Le président de la Kansspelautoriteit, Michel Groothuizen, estime que les moyens d’un régulateur national ne suffisent plus face à des opérateurs internationaux qui s’appuient sur les réseaux sociaux, les moteurs de recherche et les circuits financiers pour atteindre les joueurs.  

Un combat devenu trop grand pour un seul régulateur 

Le problème dépasse désormais largement la simple présence de quelques sites non autorisés sur internet. Pour Michel Groothuizen, les opérateurs illégaux évoluent dans un environnement international : leurs structures juridiques, leurs flux financiers, leurs publicités et les services numériques dont ils dépendent peuvent relever de plusieurs pays. Cette organisation complique considérablement le travail des autorités nationales. Même lorsqu’un régulateur identifie un opérateur et prononce une sanction, il doit encore parvenir à déterminer qui se trouve réellement derrière le site, où l’entreprise est établie et comment faire appliquer la décision. 

Le président de la Ksa considère ainsi comme insuffisante l’idée selon laquelle un marché légal correctement réglementé et un régulateur national puissant pourraient, à eux seuls, résoudre le problème. 

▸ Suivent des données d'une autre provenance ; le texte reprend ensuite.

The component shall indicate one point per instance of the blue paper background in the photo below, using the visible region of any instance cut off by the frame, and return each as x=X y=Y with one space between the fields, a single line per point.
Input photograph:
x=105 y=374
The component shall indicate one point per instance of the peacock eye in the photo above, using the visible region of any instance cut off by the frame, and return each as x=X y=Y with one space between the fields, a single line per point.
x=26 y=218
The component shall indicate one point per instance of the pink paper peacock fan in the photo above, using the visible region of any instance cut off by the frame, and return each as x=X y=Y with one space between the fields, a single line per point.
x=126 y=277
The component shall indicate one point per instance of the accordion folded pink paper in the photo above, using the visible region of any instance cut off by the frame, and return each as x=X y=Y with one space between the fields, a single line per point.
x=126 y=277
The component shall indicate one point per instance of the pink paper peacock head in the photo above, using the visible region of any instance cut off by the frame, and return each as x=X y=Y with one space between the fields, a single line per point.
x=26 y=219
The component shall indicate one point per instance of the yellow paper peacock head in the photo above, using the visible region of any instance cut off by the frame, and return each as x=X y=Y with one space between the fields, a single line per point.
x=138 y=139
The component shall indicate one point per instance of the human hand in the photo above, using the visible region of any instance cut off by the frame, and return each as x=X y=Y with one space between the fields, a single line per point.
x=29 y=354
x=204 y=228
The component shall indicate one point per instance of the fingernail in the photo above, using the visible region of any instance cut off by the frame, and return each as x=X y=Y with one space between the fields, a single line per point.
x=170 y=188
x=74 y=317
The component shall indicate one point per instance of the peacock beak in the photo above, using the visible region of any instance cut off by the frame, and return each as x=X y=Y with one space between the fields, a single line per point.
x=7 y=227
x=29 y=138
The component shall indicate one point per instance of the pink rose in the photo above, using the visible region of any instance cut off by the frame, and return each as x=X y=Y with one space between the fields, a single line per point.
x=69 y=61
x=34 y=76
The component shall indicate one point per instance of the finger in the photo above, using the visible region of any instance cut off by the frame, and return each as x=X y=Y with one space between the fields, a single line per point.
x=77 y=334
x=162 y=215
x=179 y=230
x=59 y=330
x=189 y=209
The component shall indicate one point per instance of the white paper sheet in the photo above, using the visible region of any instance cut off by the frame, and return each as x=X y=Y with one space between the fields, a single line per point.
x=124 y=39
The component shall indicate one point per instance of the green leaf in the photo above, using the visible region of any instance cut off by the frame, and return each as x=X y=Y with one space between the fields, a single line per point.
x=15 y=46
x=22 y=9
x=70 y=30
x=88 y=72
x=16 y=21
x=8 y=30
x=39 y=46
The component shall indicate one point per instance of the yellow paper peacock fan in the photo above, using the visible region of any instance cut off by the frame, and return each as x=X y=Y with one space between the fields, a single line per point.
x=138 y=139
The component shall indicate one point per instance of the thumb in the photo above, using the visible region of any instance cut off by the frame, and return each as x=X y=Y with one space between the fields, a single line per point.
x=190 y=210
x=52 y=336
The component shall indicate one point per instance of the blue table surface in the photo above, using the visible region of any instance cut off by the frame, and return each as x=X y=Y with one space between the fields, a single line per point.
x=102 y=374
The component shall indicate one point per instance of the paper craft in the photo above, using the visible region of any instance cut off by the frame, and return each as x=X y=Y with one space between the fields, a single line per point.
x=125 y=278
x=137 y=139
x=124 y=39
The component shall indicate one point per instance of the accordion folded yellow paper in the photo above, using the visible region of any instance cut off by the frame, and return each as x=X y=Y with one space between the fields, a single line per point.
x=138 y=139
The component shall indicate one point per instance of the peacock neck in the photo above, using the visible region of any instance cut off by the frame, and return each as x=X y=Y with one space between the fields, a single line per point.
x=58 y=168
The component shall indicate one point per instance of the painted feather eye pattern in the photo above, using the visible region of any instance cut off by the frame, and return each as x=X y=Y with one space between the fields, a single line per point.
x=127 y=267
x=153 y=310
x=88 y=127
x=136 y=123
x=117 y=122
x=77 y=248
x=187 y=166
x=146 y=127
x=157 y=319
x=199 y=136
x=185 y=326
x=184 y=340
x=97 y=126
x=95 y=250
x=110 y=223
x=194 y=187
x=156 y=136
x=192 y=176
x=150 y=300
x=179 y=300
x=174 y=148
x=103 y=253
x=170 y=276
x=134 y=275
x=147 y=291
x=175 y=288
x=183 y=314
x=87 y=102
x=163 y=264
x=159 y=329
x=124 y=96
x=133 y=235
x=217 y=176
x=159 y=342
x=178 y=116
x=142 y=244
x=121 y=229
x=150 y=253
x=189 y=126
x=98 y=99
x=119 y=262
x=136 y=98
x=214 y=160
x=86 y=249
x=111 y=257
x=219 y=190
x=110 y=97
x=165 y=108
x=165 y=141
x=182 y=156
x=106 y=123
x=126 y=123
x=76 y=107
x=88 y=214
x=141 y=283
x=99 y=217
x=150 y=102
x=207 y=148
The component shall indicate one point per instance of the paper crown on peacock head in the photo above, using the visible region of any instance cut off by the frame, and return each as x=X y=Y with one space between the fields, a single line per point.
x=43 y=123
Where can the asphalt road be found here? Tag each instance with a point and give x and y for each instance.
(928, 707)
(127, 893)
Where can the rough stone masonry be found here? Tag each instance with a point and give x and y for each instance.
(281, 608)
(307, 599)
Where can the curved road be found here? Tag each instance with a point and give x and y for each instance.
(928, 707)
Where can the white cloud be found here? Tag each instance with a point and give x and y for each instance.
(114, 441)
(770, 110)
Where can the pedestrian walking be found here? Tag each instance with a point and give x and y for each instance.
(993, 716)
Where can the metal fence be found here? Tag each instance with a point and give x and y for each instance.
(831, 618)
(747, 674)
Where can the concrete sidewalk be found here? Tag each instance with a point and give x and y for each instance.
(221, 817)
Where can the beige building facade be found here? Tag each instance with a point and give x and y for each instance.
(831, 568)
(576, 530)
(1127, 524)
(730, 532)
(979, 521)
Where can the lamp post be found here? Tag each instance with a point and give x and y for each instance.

Aux Pays-Bas, la moitié de l’argent misé partirait vers l’illégal 

Pour mesurer l’ampleur du phénomène, Michel Groothuizen avance un chiffre particulièrement préoccupant : selon lui, sur chaque euro misé par un joueur néerlandais, la moitié se dirige vers le marché illégal. 

Il décrit par ailleurs le marché mondial illégal des jeux d’argent comme une activité dont le chiffre d’affaires dépasserait le produit intérieur brut de tous les pays à l’exception des États-Unis et de la Chine. 

D’un côté, des autorités dont les compétences sont essentiellement nationales. De l’autre, des opérateurs capables de déplacer leurs activités, leurs sociétés et leurs infrastructures d’une juridiction à l’autre. 

Le problème ne se limite d’ailleurs pas aux recettes publiques. Michel Groothuizen estime que l’absence de paiement des taxes par les opérateurs illégaux représente une perte supérieure à un demi-milliard aux Pays-Bas. Mais, à ses yeux, ce manque à gagner n’est même pas la conséquence la plus grave. 

Les joueurs vulnérables directement visés 

Le cœur de son inquiétude concerne la protection des personnes. 

Les entreprises illégales ne respectent pas les obligations imposées aux opérateurs autorisés et ne prennent aucune responsabilité à l’égard des joueurs. 

La Ksa a notamment signalé récemment un site diffusant des publicités pour des jeux d’argent tout en se faisant passer pour « 113.nl », le site néerlandais d’aide à la prévention du suicide. 

Michel Groothuizen affirme également qu’une grande partie des opérateurs illégaux cible activement les personnes qui rencontrent déjà des problèmes liés aux jeux d’argent et qui se sont inscrites au registre néerlandais d’exclusion, connu sous le nom de Cruks. Le message adressé à ces joueurs revient à les inciter à contourner leur interdiction volontaire afin de continuer à jouer sur des plateformes non autorisées. 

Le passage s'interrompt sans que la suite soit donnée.